At a median follow-up of 10.4 years, 27 of 94 patients (28.7%) with multifocal breast cancer have died of breast cancer compared to 141 of 754 (18.7%) with unifocal breast cancer (P=.022). Ten-year survival was not affected by size for tumours measuring 20mm or less, whether or not dominant tumour size (87.9%) or aggregate tumour size (87.0%) was used for multifocal tumours, compared to unifocal tumours (88.1%). For tumours larger than 20mm, 10-year survival was 72.1% for unifocal tumours compared to 54.7% (P=.008) for multifocal tumours using dominant tumour size, but this was 69.5% and not significant when multifocal tumours were classified using aggregate tumour size (P=.49).
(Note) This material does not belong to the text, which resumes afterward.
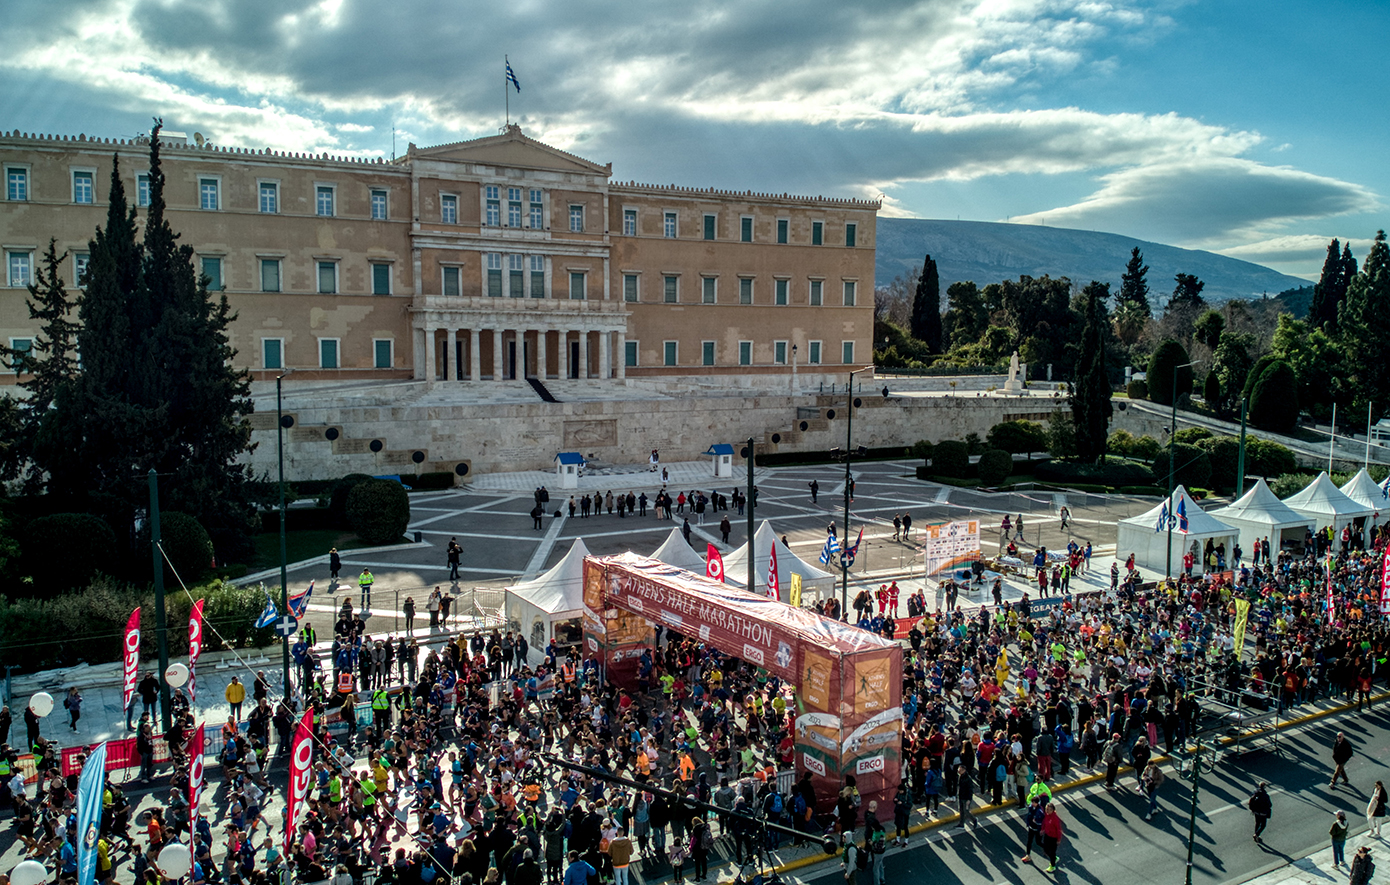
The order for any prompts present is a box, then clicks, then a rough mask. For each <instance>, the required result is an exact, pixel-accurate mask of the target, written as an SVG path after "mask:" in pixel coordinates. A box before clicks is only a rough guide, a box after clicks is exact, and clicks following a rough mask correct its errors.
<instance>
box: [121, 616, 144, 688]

Multivariate analysis also confirmed the above-mentioned results after adjustment for important prognostic factors.


Aggregate size of every focus should be considered along with other prognostic factors for metastasis when treatment is planned. The current convention of using the largest (dominant) lesion as a measure of stage and associated breast cancer survival needs further validation.